HBM performance enhancements bringLimited energy efficiency gainsThe current architecture has a lower bound on the total energy consumption of tokens, which inevitably limits the amount of pJ/bit energy required for each token to transmit the KV cache, and thus also limits the lower bound on the total energy consumption of tokens in the current architecture.
Over the past decade, this architectural scaling has improved the overall performance of the system, but further scaling does not allow for high throughput and high interactivity at the same time. From the NVIDIA Hopper to the Rubin Ultra, the package size has grown roughly fourfold.Another 4x growth will approach the limits of wafer-level packaging.
Larger packages can shorten data transfer times and improve interactivity, but theUnable to reduce fixed data transfer latency.
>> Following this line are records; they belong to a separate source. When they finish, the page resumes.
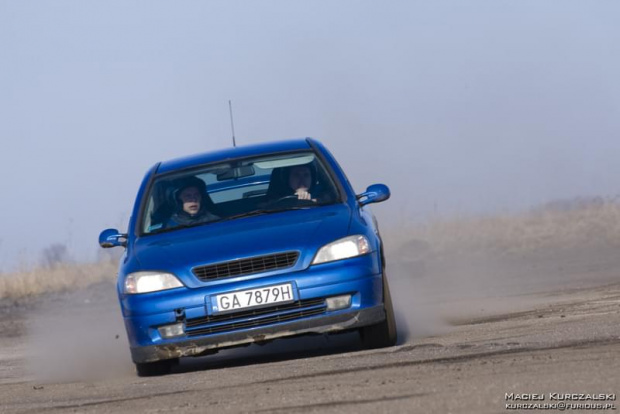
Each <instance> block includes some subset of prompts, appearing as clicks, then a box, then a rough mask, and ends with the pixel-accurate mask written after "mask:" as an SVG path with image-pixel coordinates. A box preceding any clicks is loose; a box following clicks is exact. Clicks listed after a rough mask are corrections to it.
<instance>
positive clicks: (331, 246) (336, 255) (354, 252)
mask: <svg viewBox="0 0 620 414" xmlns="http://www.w3.org/2000/svg"><path fill="white" fill-rule="evenodd" d="M368 252H370V243H368V239H367V238H366V237H364V236H361V235H357V236H349V237H345V238H343V239H340V240H336V241H335V242H331V243H329V244H326V245H325V246H323V247H321V248H320V249H319V252H318V253H317V254H316V256H315V258H314V260H313V261H312V264H318V263H325V262H333V261H334V260H342V259H348V258H350V257H355V256H361V255H363V254H366V253H368Z"/></svg>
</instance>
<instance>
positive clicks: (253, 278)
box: [99, 138, 396, 376]
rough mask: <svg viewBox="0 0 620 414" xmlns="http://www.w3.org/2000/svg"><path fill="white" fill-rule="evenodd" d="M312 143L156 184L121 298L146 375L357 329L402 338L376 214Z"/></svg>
mask: <svg viewBox="0 0 620 414" xmlns="http://www.w3.org/2000/svg"><path fill="white" fill-rule="evenodd" d="M389 196H390V192H389V189H388V188H387V187H386V186H385V185H383V184H375V185H371V186H370V187H368V189H367V190H366V191H365V192H363V193H361V194H355V192H354V191H353V189H352V188H351V184H350V183H349V181H348V179H347V177H346V176H345V174H344V172H343V171H342V169H341V168H340V166H339V165H338V163H337V162H336V160H335V159H334V157H333V156H332V155H331V154H330V152H329V151H328V150H327V149H326V148H325V147H324V146H323V145H322V144H321V143H320V142H318V141H316V140H313V139H311V138H307V139H300V140H291V141H284V142H277V143H271V144H261V145H254V146H246V147H238V148H231V149H226V150H222V151H218V152H210V153H205V154H200V155H193V156H190V157H185V158H180V159H175V160H172V161H166V162H161V163H158V164H156V165H154V166H153V167H152V168H151V169H150V170H149V171H148V172H147V174H146V176H145V177H144V180H143V181H142V184H141V186H140V189H139V191H138V195H137V197H136V202H135V206H134V208H133V212H132V215H131V220H130V222H129V229H128V232H127V233H126V234H124V233H120V232H119V231H118V230H116V229H107V230H104V231H103V232H102V233H101V235H100V237H99V244H100V245H101V247H104V248H109V247H115V246H122V247H124V248H125V254H124V255H123V257H122V259H121V263H120V268H119V274H118V283H117V289H118V297H119V300H120V305H121V309H122V313H123V318H124V321H125V327H126V330H127V335H128V338H129V344H130V349H131V356H132V360H133V362H134V363H135V364H136V369H137V372H138V375H140V376H148V375H162V374H166V373H168V372H169V371H170V369H171V368H172V366H173V365H174V364H176V363H178V361H179V358H182V357H190V356H202V355H208V354H212V353H216V352H217V351H218V350H219V349H223V348H230V347H236V346H243V345H248V344H251V343H265V342H268V341H271V340H273V339H277V338H283V337H290V336H296V335H304V334H326V333H335V332H344V331H351V330H357V331H359V333H360V339H361V343H362V345H363V346H364V347H366V348H379V347H387V346H392V345H394V344H395V343H396V324H395V322H394V311H393V308H392V302H391V298H390V290H389V287H388V280H387V278H386V274H385V257H384V254H383V243H382V240H381V237H380V234H379V229H378V227H377V222H376V219H375V217H374V216H373V215H372V213H371V211H370V209H369V208H368V207H367V205H368V204H370V203H377V202H380V201H384V200H387V199H388V198H389Z"/></svg>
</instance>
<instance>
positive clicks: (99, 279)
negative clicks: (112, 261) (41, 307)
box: [0, 261, 118, 300]
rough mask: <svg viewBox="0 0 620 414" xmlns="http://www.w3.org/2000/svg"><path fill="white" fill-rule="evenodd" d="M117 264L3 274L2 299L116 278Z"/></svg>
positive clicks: (28, 270)
mask: <svg viewBox="0 0 620 414" xmlns="http://www.w3.org/2000/svg"><path fill="white" fill-rule="evenodd" d="M117 267H118V265H117V264H116V263H114V262H112V261H102V262H99V263H89V264H73V263H71V264H67V263H64V264H58V265H55V266H52V267H38V268H33V269H29V270H22V271H18V272H13V273H7V274H0V300H4V299H8V300H19V299H24V298H29V297H35V296H38V295H41V294H43V293H53V292H64V291H72V290H77V289H81V288H85V287H87V286H90V285H92V284H95V283H98V282H102V281H104V280H115V279H116V273H117Z"/></svg>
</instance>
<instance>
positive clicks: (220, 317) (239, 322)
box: [185, 298, 326, 337]
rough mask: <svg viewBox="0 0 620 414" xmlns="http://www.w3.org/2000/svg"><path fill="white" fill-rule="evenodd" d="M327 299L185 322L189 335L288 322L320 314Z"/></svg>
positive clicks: (265, 308) (202, 334)
mask: <svg viewBox="0 0 620 414" xmlns="http://www.w3.org/2000/svg"><path fill="white" fill-rule="evenodd" d="M325 309H326V305H325V300H324V299H322V298H319V299H307V300H300V301H297V302H294V303H288V304H285V305H279V306H272V307H269V308H261V309H254V310H248V311H243V312H235V313H228V314H224V315H212V316H204V317H202V318H194V319H188V320H187V321H186V322H185V333H186V334H187V336H190V337H192V336H199V335H209V334H214V333H221V332H229V331H235V330H238V329H246V328H254V327H257V326H263V325H270V324H273V323H279V322H288V321H292V320H295V319H300V318H305V317H308V316H315V315H320V314H322V313H324V312H325Z"/></svg>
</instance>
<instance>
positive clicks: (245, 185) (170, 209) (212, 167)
mask: <svg viewBox="0 0 620 414" xmlns="http://www.w3.org/2000/svg"><path fill="white" fill-rule="evenodd" d="M337 201H339V196H338V192H337V190H336V187H335V185H334V182H333V180H332V178H331V177H330V176H329V174H328V173H327V171H326V169H325V168H324V166H323V165H322V164H321V162H320V160H319V159H318V158H317V157H316V156H315V155H314V153H312V152H310V151H304V152H295V153H287V154H276V155H273V154H272V155H267V156H260V157H253V158H246V159H242V160H236V161H227V162H224V163H217V164H210V165H205V166H202V167H200V168H197V169H194V170H191V171H185V172H183V173H176V174H166V175H162V176H161V177H157V178H156V179H155V180H154V181H153V183H152V185H151V188H150V191H149V195H148V200H147V204H146V208H145V209H144V213H143V217H142V219H141V221H140V222H141V223H142V225H141V227H142V228H141V230H142V233H143V234H150V233H155V232H162V231H170V230H174V229H178V228H184V227H193V226H197V225H203V224H208V223H212V222H216V221H222V220H234V219H237V218H241V217H247V216H251V215H259V214H269V213H275V212H279V211H285V210H294V209H300V208H312V207H316V206H320V205H326V204H332V203H335V202H337Z"/></svg>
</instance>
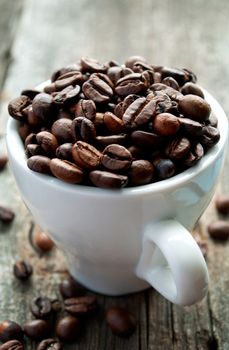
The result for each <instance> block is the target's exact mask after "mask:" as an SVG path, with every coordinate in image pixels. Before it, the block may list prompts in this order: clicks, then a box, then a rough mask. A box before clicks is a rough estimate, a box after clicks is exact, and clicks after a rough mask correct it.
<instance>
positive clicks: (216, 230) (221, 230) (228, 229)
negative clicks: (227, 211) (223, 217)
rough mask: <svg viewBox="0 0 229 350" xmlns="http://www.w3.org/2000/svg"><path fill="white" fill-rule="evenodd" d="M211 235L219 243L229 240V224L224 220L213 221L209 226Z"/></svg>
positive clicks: (209, 228)
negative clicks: (217, 240) (223, 220)
mask: <svg viewBox="0 0 229 350" xmlns="http://www.w3.org/2000/svg"><path fill="white" fill-rule="evenodd" d="M208 233H209V235H210V236H211V237H212V238H213V239H215V240H219V241H226V240H227V239H228V238H229V223H228V222H226V221H223V220H217V221H213V222H212V223H211V224H209V225H208Z"/></svg>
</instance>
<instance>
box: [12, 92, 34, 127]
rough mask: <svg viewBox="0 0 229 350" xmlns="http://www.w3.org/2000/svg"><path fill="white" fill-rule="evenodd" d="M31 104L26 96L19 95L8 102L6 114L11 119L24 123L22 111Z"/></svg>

Thus, Amdahl's law limits the possibility of enhancing interactivity in the future by further increasing the package size.
The physical path of data from the HBM to the compute unit via the intermediary layer has not fundamentally changed, but has grown in complexity with the introduction of high-bandwidth interfaces across the photomask.
Therefore.Data transfer latency measured in time per cache hit or miss is near or at its limit, and is gradually becoming an increasingly important component of every token delay.
While it is possible to further reduce the data transfer time per layer through tensor parallelism at larger layers, this increases power consumption and interconnect latency.
In addition, high-throughput encoding schemes also introduce encoding and decoding delays, further increasing the minimum latency per token and limiting the achievable interactivity.
If this tradeoff can be resolved through scale, integration, or execution, then the core companies in today's computing ecosystem will be the ones doing it. With billions of dollars upfront to secure access to leading logic nodes, HBM, and advanced packaging capabilities, such companies will have a huge moat in terms of software, systems integration, and supply chain.
Each generation doubles down on this approach. Systems are getting larger, more integrated, and more ambitious. Absolute performance continues to improve, butThe underlying limitations remain the same, so it is still not possible to achieve high interactivity and high throughput at the same time.
Hardware that can provide both high throughput and high interactivity must address both large-scale data transfer efficiency and latency.Any approach that improves only one of the dimensions simply changes the nature of the tradeoff.
The Olix team believes that from a supply chain and manufacturing perspectiveNew architectures must forgo high-density metal film (HBM), advanced packaging, or any other technology that is limited by the supply chain of existing vendors. Even the largest hyperscale data center operators struggle to secure capacity, and startups simply can't compete.
From a compatibility point of view.Hardware must support existing models. It should not mandate quantum arithmetic capabilities/physical theory capabilities for existing models, nor should it require new thermodynamic neuromimetic architectures, even if such architectures promise theoretical improvements.
From a design perspective, achieving this goal requiresSystems-level thinkingShift from photomask and wafer level design toCo-design for rack-level computing and data transfer, as a single unified system.
There is no shortage of well-funded challengers in this space, but they all fall into the same two failure modes.
Some chips still utilize the logic-chip-mediator-layer-HBM architectural paradigm and still face the same interactivity-throughput tradeoffs when competing with the new generation of GPUs/TPUs, which utilize older, lower-end HBM and logic chips.
Others have not done enough. Recognizing the need for a new paradigm, they have attempted to reshape the trade-offs of interactivity, but have been unable to move away from them and remain constrained by the limitations of the silicon-only approach.
The Olix team wants to break free from these limitations and create the next paradigm in cutting-edge AI.